The two insights that I have discussed here have become possible because of the capabilities of the new website. It is now your turn to tell us what you discover. I await your comments eagerly.


Did you make it to the BL exhibition on Henry VIII?

Posted in Exhibitions by bonaelitterae on 27 September, 2009

If you did not, you have, of course, missed it now: it ended at the beginning of the month. And if I praise it and describe its riches, that may only serve to increase your frustration. I made it to London only in the last week of the show and what follows is meant not as a review but as a comment on what we can learn from it in terms of future exhibitions.

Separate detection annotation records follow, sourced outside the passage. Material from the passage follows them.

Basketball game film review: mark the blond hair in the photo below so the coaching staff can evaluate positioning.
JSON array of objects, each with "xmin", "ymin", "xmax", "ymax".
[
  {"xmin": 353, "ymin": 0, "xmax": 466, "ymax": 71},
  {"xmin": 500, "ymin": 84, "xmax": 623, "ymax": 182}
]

For this exhibition David Starkey was ‘guest curator’, a designation which could cover a wide spectrum of involvement from the highly engaged to the wilfully insouciant. There were certainly some features of the show that seemed trade-mark Starkey: for instance, the importance, in the early sections on portraits, with the captions attempting to read from the image an insight into the sitter. The exhibition, it must be said, was uneven in its chronological focus, with Wives Three to Six seemingly crammed into the last section, and Catherine of Aragon and her nemesis occupying the (English royal) lion’s share of the space. That, perhaps, reflects both a desire to shape the popular imagination, reiterating the now well-tried line that Henry’s first marriage lasted longer than all the others put together, but also to reflect a popular understanding in which the cataclysmic events of the 1530s were the pivotal moment of the reign. To judge from the evening I was there, and from what else I have heard, the show was certainly a success in terms of number of visitors through the doors. Which is all the more surprising considering what was, for me, the most significant feature of this display.

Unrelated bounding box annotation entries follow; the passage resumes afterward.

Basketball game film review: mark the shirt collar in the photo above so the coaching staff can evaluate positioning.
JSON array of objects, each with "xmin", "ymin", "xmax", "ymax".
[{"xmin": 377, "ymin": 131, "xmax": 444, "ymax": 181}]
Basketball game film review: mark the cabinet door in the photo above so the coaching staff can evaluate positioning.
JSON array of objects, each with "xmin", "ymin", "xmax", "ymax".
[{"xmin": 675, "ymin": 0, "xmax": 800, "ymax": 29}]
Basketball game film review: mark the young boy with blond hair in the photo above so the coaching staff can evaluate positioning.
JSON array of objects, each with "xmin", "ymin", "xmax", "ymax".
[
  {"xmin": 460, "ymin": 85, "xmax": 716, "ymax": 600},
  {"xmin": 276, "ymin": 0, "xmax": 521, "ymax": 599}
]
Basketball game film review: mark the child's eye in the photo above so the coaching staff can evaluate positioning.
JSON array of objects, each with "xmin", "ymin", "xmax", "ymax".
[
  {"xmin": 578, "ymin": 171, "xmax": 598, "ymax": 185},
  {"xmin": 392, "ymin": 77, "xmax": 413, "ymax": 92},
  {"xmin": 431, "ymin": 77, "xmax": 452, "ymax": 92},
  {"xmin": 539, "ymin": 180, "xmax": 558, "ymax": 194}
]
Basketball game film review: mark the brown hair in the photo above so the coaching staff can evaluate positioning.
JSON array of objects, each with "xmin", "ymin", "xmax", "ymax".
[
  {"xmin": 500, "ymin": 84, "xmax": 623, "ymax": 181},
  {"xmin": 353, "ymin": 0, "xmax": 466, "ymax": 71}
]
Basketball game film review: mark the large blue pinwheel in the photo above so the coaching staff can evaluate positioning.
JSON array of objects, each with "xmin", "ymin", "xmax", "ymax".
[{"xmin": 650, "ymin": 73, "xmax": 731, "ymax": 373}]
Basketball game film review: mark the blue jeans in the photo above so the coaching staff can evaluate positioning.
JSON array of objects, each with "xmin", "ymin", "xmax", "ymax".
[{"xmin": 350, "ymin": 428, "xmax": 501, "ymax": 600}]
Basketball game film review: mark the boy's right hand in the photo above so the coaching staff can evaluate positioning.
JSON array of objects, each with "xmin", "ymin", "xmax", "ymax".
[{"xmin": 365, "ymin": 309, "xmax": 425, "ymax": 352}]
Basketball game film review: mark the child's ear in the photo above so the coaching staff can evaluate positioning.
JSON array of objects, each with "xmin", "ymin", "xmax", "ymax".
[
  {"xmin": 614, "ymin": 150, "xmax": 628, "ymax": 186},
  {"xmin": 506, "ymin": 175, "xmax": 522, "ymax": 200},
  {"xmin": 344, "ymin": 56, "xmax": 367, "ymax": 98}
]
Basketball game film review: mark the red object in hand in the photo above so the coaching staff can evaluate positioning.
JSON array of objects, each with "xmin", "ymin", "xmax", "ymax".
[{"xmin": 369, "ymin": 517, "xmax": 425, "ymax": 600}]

Being in a library, books were always going to feature heavily in the exhibition, and with that comes well-known difficulties. Books tend to be small items, in scripts illegible to many, around which people cram without quite knowing what it is they are supposed to be seeing. I would not suggest that the exhibition succeeded completely in overcoming those difficulties but what it certainly did do was make the most of these problematic objects. Drawing on the work of James Carley and others, the show emphasised the interest of Henry’s own marginalia in his books. It did this not just be noting their presence in an exhibit, but by providing replica pages next to the item, with a moving light-source literally to highlight the elements to which our attention, like the king’s before, was being drawn. I had not experienced this type of display before and it worked. At times, it was too ambitious: in one corner of the exhibition, where the light was supposed to rise and dim around you to connect a page with the objects shown nearby with which it related, I just could not work out what was meant to happen.  More generally, however, it acheived the tricky task of helping these exhibits accessible without ‘dumbing down’ their content.

It made me think that this could be a prototype for future exhibitions. My dream: let’s have one on Henry IV and his sons, to coincide with the centenary of the first Lancastrian’s death in four years’ time. There are, in the BL, many manuscripts associated with him, with his sons, particularly John and Humfrey, as well as with his grandson. And, as I can point out where Humfrey, duke of Gloucester, annotated his books, the technology they have used could be put to good effect. Is anybody at the BL reading and willing to take up this challenge?